Older people remember comic books of their childhood being one of two things: either it was Archie, Veronica, and the gang, or it was a superhero with muscles so tight they bulged no matter what clothing they were wearing. Today, comic book creators understand people are much more diverse and can support a multitude of characters from any background imaginable. Image Comics has a new character that demonstrates this evolution.
Real and Relatable
The character Geiger, created by industry veteran Geoff Johns, demonstrates how comic book characters have become more relatable to their readers. Struggling with the aftermath of a nuclear battle, Geiger is a husband and a father, and his pain resonates from his current and ongoing life experiences.
While Geiger may fall into the category of superhero due to his radioactive-induced superhuman strength, he is anything but typical. He’s earthly. He’s not a wealthy genius, and he doesn’t possess futuristic weapons. He’s a man that was dealt a difficult blow.
Minorities and Racism
While minority characters are not new to comics, fans have seen very few characters from Middle Eastern backgrounds. Born of Arab descent, Geiger has seen racism and he has had to battle it. This is a new and welcome battle. Readers of comic books don’t usually witness struggles that are so close to home. There’s also the fact that Middle Eastern people are usually cast as villains in American entertainment. Characters like Geiger pave the way for understanding and acceptance.
Home and Family Issues
No stranger to including a few family dynamics (think of Stargirl and her nuclear family), John’s character Geiger must also deal with family problems. His heroism stems from his desire to protect his family, and his pain is his required distance from them. Family’s can become separated for all types of reasons. Sometimes it’s due to divorce, other times it may be due to career demands. It’s never easy, and for a man like Geiger, who is devoutly loyal to his family, it’s downright painful.

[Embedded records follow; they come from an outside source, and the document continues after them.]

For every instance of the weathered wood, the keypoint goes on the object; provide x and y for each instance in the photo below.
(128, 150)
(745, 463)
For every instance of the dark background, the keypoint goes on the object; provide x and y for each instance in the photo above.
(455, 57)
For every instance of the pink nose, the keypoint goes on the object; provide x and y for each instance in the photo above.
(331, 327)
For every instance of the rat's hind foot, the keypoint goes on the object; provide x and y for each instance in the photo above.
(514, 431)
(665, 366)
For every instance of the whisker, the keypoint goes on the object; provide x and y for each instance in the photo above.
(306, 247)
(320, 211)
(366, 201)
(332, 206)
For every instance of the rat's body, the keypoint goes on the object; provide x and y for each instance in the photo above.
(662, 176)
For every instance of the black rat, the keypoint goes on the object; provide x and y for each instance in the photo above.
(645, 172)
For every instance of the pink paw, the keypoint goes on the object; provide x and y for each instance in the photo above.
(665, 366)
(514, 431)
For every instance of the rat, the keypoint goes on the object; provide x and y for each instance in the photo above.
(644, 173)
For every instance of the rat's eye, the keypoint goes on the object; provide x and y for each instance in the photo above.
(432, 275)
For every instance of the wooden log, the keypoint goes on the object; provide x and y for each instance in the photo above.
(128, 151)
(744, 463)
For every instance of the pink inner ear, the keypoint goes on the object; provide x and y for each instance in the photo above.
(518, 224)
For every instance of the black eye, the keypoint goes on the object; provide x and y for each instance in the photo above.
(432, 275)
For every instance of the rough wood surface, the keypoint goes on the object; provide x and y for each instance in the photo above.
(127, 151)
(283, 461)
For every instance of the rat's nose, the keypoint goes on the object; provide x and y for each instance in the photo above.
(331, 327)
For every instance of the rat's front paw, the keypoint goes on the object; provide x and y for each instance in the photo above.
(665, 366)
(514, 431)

These are situations that many people, not just Americans, can relate to. Geiger gives comic book fans a hero with an identifiable background in a situation that is eerily realistic. Nobody knows what the future holds, and if in 2030 there is some fallout from a nuclear war, everyone can hope that people like Geiger will be there to protect and serve. In the meantime, enjoy Geiger on the pages of Image Comics.